Sex, when experienced in healthy covenant relationship, is not just a physical act, it’s an emotional and spiritual exercise in trust. When we bypass that process, we might find relief, but we lose the growth that only comes through connection.
The Role of Sexual Tension
Here’s something most people never consider: The tension of not being sexually fulfilled is part of the design.
That’s the “drive.” It’s meant to propel you into pursuit, into openness, relationship, and ultimately, covenant.
When we instantly relieve every form of tension, we lose our motivation.
We numb the very hunger that was designed to lead us into love.
That drive is supposed to catalyze action, to push us to connect, pursue, risk, and grow. Without it, we lose the energy and urgency that help us mature into relationally capable adults.
The Infantilization of Men
We are witnessing this in men right now especially. There’s a cultural infantilization of masculinity happening, a generation of men sitting at home getting dopamine hits from video games, pornography, and masturbation instead of from real human interaction.
They’re getting chemical rewards from screens instead of smiles.
From fantasy instead of pursuit.
From instant gratification instead of emotional investment.
The result?
A generation of men who feel stimulated but not satisfied.
Entertained but not engaged.
Connected online, but isolated in real life.
When men stop channeling their natural drive into purpose, partnership, and pursuit, society loses something essential.
Women lose the experience of being pursued. Men lose the growth that only comes through pursuing a woman’s heart. And relationships start losing their appeal to everyone.
What Happens When You Bring Self-Gratification Into Marriage
Let’s talk about this inside of marriage.
If you’ve programmed your mind to seek sexual gratification whenever you want it, what happens when your partner doesn’t want it?
What if they’re tired, sick, stressed, or simply not in the mood? Do you know how to practice self-control?
Or do you go into the other room and relieve yourself because you just can’t go a day without sexual release?
That’s not maturity, that’s conditioning. Real intimacy isn’t about pleasure on demand.
It’s about patience, empathy, and emotional awareness.
So what happens when there’s conflict or disconnection?
Do you work on the relationship?
Do you communicate, repair, and return to one another mind, soul, and body?

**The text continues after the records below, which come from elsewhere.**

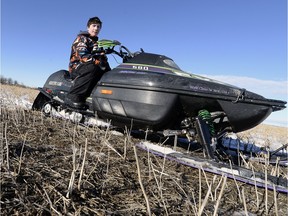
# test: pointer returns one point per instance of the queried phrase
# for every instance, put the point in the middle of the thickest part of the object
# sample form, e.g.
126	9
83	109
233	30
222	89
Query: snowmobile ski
238	173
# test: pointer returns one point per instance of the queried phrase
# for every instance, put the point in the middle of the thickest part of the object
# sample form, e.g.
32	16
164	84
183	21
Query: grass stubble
54	167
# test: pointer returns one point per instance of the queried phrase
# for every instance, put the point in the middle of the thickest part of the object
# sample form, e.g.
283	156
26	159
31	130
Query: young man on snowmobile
86	66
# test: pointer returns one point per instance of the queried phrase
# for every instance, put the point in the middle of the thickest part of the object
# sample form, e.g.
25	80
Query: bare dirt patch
52	166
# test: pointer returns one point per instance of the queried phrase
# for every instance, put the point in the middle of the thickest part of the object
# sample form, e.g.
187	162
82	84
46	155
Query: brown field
54	167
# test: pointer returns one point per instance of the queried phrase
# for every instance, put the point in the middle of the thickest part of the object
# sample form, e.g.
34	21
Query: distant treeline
9	81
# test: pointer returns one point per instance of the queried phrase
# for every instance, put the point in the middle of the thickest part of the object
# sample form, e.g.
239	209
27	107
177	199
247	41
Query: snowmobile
150	92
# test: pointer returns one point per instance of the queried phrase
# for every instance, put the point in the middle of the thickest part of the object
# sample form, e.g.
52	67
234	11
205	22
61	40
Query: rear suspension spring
205	115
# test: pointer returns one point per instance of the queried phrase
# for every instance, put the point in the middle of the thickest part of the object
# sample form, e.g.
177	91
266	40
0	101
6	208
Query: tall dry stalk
220	195
140	181
83	164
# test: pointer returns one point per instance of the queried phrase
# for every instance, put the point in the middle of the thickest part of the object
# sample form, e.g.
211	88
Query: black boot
75	102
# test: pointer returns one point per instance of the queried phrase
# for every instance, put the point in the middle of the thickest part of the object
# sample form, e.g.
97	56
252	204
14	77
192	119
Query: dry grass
20	91
53	167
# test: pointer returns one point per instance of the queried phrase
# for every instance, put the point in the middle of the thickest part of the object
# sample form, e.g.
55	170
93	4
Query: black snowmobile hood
154	72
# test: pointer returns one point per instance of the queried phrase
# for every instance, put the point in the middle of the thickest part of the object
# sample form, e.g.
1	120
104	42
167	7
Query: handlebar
107	47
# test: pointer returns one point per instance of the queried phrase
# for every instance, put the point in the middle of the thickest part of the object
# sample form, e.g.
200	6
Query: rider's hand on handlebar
109	50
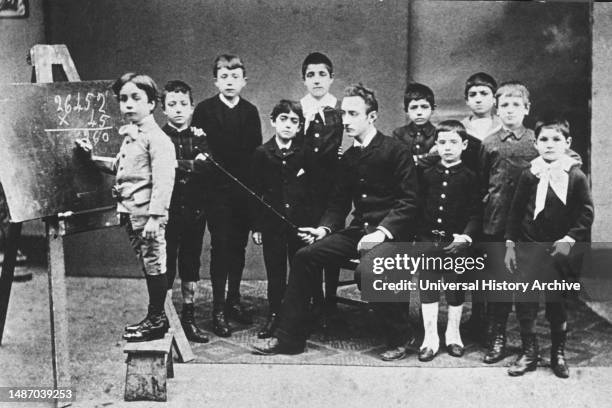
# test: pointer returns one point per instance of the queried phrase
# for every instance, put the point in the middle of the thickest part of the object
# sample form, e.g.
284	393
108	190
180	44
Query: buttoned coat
281	180
322	140
380	181
144	171
450	201
231	142
190	183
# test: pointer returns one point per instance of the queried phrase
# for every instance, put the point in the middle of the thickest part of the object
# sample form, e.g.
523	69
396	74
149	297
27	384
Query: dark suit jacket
321	143
232	135
380	181
556	219
282	181
190	183
450	201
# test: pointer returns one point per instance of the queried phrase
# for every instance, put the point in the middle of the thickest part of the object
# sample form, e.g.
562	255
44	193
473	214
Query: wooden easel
45	60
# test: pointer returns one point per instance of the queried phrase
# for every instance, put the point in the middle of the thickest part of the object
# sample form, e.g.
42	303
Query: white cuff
568	239
466	237
385	231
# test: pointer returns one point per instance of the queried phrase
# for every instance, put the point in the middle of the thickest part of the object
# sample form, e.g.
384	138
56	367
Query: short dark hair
287	106
415	91
452	126
176	86
555	122
513	88
480	79
317	58
142	81
228	61
364	93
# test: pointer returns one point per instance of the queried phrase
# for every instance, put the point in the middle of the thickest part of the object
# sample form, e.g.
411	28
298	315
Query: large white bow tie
555	175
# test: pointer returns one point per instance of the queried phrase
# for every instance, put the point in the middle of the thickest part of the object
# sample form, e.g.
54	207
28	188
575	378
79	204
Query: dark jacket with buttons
232	136
190	188
281	179
556	220
418	139
380	181
450	201
321	143
504	157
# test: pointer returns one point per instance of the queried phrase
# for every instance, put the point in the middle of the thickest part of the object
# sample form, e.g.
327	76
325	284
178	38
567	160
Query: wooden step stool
149	364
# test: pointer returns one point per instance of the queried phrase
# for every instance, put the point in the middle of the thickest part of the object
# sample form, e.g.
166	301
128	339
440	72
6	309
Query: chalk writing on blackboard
39	169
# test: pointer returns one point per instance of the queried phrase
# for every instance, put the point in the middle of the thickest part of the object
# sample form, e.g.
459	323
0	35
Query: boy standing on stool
186	221
233	131
322	141
450	220
144	169
552	204
280	179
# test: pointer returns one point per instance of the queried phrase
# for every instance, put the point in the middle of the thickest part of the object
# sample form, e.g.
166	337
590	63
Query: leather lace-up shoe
130	328
426	354
192	332
395	353
272	346
528	359
557	355
238	313
455	350
497	346
154	327
267	329
220	325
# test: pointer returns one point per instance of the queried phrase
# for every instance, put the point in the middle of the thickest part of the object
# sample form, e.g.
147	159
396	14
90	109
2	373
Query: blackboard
40	169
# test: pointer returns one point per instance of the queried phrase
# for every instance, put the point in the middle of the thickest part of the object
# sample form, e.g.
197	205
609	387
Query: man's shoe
395	353
155	327
220	325
455	350
130	328
238	313
272	346
426	354
557	354
267	329
192	332
528	359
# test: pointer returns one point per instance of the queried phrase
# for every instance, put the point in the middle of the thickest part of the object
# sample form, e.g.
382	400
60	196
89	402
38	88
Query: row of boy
448	161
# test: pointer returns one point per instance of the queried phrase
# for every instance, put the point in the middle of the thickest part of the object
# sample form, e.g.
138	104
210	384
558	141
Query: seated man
377	176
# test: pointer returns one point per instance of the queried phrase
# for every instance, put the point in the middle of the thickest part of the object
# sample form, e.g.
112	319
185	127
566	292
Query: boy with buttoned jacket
144	175
280	178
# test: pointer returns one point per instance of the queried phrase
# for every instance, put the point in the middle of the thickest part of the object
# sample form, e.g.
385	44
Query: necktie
553	174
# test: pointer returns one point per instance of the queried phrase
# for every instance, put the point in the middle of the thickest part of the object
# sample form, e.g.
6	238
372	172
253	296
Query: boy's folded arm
163	164
518	207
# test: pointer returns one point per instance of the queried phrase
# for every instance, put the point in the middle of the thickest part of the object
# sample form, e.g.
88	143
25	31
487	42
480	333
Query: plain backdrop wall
17	36
382	43
366	40
601	139
545	45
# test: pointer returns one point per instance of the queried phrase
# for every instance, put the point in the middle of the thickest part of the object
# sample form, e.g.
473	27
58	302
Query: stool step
161	346
149	365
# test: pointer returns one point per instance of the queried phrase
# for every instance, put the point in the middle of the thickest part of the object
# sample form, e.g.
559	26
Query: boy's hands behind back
84	146
152	228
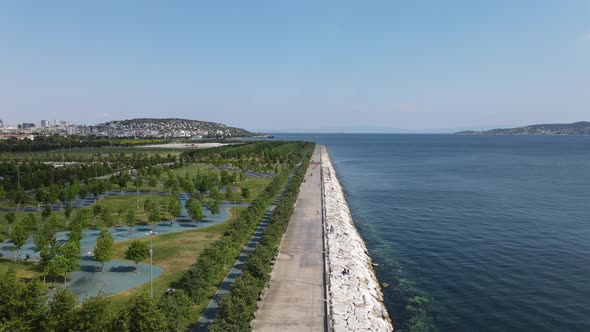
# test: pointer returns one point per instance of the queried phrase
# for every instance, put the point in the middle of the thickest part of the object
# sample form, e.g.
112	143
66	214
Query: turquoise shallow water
473	233
118	275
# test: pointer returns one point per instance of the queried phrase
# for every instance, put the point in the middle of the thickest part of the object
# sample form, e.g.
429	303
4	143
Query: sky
298	66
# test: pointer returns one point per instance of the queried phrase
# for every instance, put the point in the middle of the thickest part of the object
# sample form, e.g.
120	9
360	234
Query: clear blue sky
298	65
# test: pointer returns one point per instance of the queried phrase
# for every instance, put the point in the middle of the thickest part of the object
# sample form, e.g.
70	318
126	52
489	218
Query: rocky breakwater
355	301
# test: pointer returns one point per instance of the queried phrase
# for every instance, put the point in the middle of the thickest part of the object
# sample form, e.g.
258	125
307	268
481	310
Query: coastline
355	300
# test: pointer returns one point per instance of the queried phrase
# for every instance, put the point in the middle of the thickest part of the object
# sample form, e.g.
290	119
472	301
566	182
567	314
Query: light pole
235	206
151	234
137	186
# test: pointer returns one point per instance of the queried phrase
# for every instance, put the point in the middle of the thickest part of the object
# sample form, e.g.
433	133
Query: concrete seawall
355	301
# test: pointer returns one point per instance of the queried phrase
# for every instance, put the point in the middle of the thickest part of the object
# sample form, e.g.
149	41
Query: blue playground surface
118	275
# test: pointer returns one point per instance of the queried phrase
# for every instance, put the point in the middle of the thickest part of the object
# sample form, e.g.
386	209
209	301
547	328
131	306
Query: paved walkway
295	299
208	315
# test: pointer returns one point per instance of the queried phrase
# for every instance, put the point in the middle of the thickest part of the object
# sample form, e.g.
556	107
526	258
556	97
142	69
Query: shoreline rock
355	299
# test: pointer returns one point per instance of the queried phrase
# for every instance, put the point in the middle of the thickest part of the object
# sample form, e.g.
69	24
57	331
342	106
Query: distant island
171	126
576	128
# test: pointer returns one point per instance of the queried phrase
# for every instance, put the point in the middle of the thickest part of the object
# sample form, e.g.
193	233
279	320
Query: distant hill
577	128
173	125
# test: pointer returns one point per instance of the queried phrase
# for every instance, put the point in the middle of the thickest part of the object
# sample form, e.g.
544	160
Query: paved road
295	298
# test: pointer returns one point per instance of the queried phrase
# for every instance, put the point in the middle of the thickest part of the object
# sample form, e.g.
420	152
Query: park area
87	225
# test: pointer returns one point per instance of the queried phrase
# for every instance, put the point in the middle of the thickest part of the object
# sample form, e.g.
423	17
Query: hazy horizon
299	67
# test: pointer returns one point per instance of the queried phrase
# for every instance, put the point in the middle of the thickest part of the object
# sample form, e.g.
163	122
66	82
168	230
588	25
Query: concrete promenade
294	300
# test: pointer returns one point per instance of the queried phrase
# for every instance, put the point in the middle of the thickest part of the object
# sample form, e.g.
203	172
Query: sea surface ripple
473	233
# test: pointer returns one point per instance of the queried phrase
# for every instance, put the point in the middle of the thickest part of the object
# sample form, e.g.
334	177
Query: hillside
153	126
577	128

Or do you bypass the process entirely and do whatever feels good in the moment to meet your own needs?
Because if that’s the pattern, what you’ve built isn’t intimacy, it’s avoidance.
When we self-soothe instead of resolve, we teach our bodies that pleasure is a substitute for peace.

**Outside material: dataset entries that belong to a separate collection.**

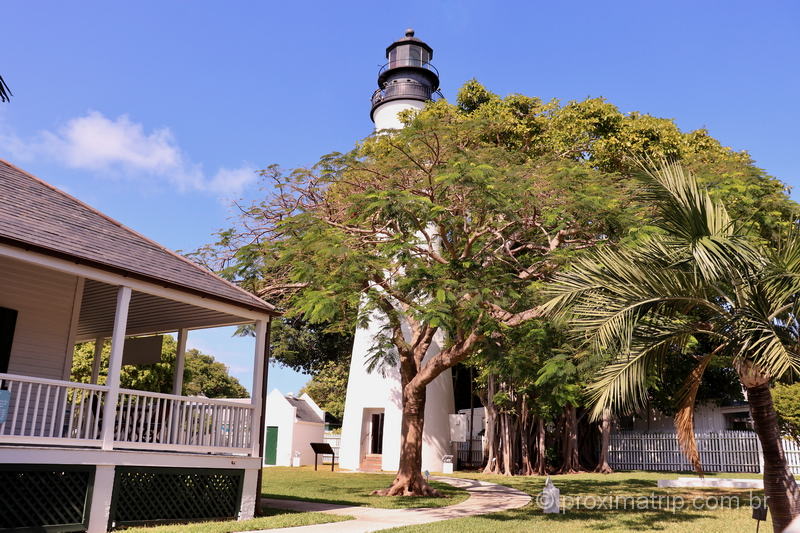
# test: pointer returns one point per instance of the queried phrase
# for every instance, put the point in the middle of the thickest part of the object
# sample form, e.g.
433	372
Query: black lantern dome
408	75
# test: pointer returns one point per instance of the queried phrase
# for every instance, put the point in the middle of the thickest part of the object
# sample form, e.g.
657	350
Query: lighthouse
373	406
406	81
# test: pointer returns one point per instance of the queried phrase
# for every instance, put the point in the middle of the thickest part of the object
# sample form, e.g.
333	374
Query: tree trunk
605	432
780	487
540	466
569	444
507	444
525	437
409	480
491	433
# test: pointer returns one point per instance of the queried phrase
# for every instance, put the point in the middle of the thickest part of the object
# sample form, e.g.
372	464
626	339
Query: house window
8	322
739	421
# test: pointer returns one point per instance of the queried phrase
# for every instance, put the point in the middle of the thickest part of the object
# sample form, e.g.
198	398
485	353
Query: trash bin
447	464
549	498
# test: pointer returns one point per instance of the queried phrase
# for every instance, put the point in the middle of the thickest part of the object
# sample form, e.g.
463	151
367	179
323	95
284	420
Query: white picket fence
728	451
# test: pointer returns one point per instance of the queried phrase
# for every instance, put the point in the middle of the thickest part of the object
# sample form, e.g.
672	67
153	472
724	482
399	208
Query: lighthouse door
376	434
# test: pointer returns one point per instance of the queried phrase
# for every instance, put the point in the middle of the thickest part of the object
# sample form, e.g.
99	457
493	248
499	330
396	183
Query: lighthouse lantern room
406	81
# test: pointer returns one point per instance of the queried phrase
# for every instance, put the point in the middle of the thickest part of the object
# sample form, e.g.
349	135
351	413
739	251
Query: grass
325	486
639	485
275	519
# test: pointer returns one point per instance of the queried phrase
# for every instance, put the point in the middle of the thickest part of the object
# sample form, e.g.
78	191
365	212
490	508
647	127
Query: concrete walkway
483	498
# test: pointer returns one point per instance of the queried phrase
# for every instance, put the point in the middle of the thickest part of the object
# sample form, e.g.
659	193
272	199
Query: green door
271	445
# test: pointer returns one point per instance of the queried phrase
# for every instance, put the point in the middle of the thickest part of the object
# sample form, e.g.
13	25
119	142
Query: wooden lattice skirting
45	497
145	495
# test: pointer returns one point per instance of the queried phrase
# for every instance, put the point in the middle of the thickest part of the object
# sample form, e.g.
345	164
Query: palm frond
684	418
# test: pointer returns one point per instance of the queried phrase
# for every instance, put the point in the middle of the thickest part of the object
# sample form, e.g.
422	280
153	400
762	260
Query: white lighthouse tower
373	410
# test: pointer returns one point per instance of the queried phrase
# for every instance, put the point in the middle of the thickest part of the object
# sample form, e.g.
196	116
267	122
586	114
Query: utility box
447	464
458	428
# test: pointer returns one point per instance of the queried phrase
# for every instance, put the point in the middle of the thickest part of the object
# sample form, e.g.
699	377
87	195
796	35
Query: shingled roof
35	215
304	413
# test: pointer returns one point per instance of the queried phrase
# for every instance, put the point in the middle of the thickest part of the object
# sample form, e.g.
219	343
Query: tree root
410	487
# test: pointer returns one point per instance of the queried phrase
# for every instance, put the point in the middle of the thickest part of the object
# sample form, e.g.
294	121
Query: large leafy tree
453	224
329	387
202	373
703	276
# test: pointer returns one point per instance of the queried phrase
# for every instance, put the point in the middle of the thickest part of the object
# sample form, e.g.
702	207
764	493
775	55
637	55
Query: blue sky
158	113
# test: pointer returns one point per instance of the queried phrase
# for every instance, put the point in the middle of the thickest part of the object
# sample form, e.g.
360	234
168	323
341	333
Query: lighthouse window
414	56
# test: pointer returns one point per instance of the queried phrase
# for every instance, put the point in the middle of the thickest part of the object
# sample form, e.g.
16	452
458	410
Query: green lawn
637	485
274	519
346	488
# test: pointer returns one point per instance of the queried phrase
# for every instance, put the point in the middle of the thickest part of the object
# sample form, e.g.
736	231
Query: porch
85	452
47	412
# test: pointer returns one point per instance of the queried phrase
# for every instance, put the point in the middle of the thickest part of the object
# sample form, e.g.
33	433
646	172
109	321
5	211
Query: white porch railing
727	451
52	412
163	421
49	410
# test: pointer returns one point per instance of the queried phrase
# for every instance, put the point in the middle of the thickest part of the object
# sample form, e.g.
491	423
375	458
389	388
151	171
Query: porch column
100	506
180	360
98	356
115	366
258	387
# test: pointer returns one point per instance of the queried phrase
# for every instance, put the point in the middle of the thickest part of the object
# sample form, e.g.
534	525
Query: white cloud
99	144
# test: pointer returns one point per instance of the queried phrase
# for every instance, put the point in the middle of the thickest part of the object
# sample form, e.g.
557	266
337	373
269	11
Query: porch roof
36	216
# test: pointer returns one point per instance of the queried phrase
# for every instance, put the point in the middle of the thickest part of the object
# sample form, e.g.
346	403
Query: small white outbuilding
292	424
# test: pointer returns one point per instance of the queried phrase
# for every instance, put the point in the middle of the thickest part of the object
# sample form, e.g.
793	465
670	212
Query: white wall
293	435
44	300
385	117
281	413
380	390
304	434
478	422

But sex was never meant to replace reconciliation, it was meant to flow from it.
Why This Matters for Everyone
To have great sex, even inside marriage, you need more than a body. You need communication, connection, and to actually be on good terms with your person.
That’s what makes intimacy powerful. It matures you. It stretches you. It teaches you how to give, not just take. But when you learn to meet that need yourself, you shortcut the process that prepares you for real intimacy.

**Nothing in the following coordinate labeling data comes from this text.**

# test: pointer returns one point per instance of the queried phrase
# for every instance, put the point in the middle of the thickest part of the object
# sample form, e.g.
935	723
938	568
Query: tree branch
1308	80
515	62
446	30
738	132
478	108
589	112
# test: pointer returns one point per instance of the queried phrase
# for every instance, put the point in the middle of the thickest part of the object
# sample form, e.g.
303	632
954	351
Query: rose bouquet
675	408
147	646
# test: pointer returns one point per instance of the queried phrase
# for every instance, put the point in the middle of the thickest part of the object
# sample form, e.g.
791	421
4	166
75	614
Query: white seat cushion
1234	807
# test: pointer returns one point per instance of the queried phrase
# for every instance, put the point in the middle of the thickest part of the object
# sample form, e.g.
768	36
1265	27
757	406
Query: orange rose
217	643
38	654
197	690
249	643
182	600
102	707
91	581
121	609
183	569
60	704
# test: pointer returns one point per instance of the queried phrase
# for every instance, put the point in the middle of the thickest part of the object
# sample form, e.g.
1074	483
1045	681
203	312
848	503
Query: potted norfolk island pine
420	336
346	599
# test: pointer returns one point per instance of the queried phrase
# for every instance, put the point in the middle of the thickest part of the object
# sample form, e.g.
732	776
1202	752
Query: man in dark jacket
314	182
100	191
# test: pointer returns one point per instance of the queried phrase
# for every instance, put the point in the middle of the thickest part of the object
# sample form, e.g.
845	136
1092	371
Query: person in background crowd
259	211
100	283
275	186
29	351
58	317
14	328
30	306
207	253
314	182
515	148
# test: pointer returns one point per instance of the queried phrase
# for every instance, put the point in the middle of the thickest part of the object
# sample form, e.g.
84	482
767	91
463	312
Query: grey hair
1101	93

We think the pattern will stop once we’re married, but it usually doesn’t.
Once you’ve trained your body to self-soothe instead of be vulnerable, it’s much easier to keep meeting your own needs instead of asking for your needs to be met.
The Heart Work
Sex that’s truly satisfying takes emotional presence, communication, and consistency. And if you can’t build that before the bedroom, you won’t magically find it once you get there.
Marriage isn’t just hard work, it’s heart work. And real intimacy doesn’t start with your body, it starts with your heart.
So no, I’m not “anti-pleasure.”
I’m pro-connection.
Pro-growth.
Pro-wholeness.
Because self-gratification may relieve pressure, but connection releases purpose.